Mais cela ne marche pas dans ce sens là. Tout
fonctionne avec la confiance, l'abandon total, et
si l'on a une petite part qui se réserve en
disant : " Je peux toujours m'en servir pour nettoyer",
le processus ne peut pas fonctionner.
Il faut
la prise de conscience, il faut le regret, donc les
moyens de purification, et après cela Dordjé
Sempa, dans le texte, nous dit : "Ça y est,
fils de Noble Famille, tu es totalement purifié,
etc." Il faut donc la certitude que le travail a été
fait, et cela doit être immédiatement
suivi par l'amendement, c'est-à-dire l'engagement
solennel de ne plus accomplir d'actes similaires dans
le futur : "J'en ai terminé maintenant avec
tout ce qui était du passé, j'ai préparé
un futur qui sera beaucoup plus propice à l'obtention
de l'éveil pour moi et pour tous les êtres,
et je m'engage donc, depuis cet instant, à
agir dans ce sens et à éviter toutes
les actions négatives." Cette dernière
phrase de l'amendement est essentielle.
Il faut
à la fois avoir une confiance totale dans les
qualités de Dordjé Sempa et, de son
côté, prendre l'engagement profond de
se transformer. Sans ces deux aspects, la purification
n'est pas totale. Quand on est débutant, on
a souvent des doutes, pas tellement à l'égard
de Dordjé Sempa et de sa capacité à
purifier, mais des doutes face à nous-mêmes.
A-t'on bien pratiqué ? A-t-on bien récité
le mantra? Est-ce que l'on était bien là
pendant la visualisation ? Cela s'est-il bien passé
? Tout a-t'il vraiment été purifié
? Ces doutes coupent le flot de la confiance et, de
ce fait, la purification n'est pas totale.
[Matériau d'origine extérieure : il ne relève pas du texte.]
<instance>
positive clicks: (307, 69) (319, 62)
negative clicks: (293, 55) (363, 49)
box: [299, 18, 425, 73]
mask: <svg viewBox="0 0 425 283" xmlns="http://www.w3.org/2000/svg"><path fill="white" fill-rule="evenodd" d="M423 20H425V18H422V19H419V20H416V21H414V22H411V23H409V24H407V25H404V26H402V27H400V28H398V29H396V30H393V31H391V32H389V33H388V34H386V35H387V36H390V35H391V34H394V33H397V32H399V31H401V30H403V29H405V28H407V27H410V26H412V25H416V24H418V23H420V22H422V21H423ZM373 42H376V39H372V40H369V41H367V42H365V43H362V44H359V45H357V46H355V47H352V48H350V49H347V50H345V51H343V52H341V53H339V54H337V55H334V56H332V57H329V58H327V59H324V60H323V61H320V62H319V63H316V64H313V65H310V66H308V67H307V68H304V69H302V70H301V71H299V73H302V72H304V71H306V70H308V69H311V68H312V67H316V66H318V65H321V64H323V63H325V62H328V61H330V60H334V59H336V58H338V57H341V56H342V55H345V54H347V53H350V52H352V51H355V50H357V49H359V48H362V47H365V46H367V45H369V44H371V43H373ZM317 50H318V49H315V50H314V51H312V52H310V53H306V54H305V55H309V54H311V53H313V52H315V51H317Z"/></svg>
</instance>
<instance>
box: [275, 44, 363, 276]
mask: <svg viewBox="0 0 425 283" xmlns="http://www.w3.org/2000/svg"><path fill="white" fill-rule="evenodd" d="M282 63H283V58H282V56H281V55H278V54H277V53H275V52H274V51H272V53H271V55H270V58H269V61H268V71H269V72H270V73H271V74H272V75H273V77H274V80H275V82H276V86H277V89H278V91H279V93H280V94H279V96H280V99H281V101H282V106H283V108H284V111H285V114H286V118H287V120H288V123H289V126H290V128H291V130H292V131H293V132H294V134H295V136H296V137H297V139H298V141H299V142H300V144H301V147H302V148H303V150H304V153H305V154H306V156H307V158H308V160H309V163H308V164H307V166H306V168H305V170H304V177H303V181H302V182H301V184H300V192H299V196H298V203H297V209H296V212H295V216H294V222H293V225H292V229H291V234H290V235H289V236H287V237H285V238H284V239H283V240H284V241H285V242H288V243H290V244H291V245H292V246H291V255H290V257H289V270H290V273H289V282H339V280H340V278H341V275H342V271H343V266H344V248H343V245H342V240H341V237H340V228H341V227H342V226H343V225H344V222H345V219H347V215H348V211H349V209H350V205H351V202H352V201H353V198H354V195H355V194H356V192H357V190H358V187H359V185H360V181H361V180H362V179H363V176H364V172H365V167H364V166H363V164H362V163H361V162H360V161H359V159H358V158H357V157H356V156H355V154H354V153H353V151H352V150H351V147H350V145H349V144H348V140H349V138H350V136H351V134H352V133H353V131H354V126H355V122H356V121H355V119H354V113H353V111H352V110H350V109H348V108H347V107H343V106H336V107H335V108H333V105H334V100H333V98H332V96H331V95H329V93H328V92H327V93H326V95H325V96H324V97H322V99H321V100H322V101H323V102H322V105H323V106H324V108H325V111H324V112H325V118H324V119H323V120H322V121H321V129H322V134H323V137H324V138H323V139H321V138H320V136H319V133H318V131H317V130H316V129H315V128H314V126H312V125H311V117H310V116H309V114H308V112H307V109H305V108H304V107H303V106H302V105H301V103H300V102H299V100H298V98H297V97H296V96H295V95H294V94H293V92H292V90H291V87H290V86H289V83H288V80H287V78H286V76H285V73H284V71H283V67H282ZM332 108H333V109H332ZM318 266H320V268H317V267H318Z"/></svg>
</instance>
Il faut
effacer tous ces doutes et se dire "Je suis complètement
ouvert à cette confiance, à la bénédiction
de Dordjé Sempa qui peut, au travers de cette
confiance, tout purifier." Ainsi la purification est
totale; il ne faut pas avoir le moindre doute à
cet égard. Par contre, se dire : "C'est vrai,
j'ai fait des choses inconvenantes dans le passé.
Je vais passer un coup de Dordjé Sempa là-dessus
et tout sera propre. Je peux recommencer du bon pied,
avec l'idée que tout ce qui peut arriver dans
le futur n'est pas grave, il y a toujours Dordjé
Sempa pour nettoyer un petit peu !", est la cause
même qui coupe le flot de confiance et donc
le flot de purification. De plus, cela crée
des conditions difficile pour le futur.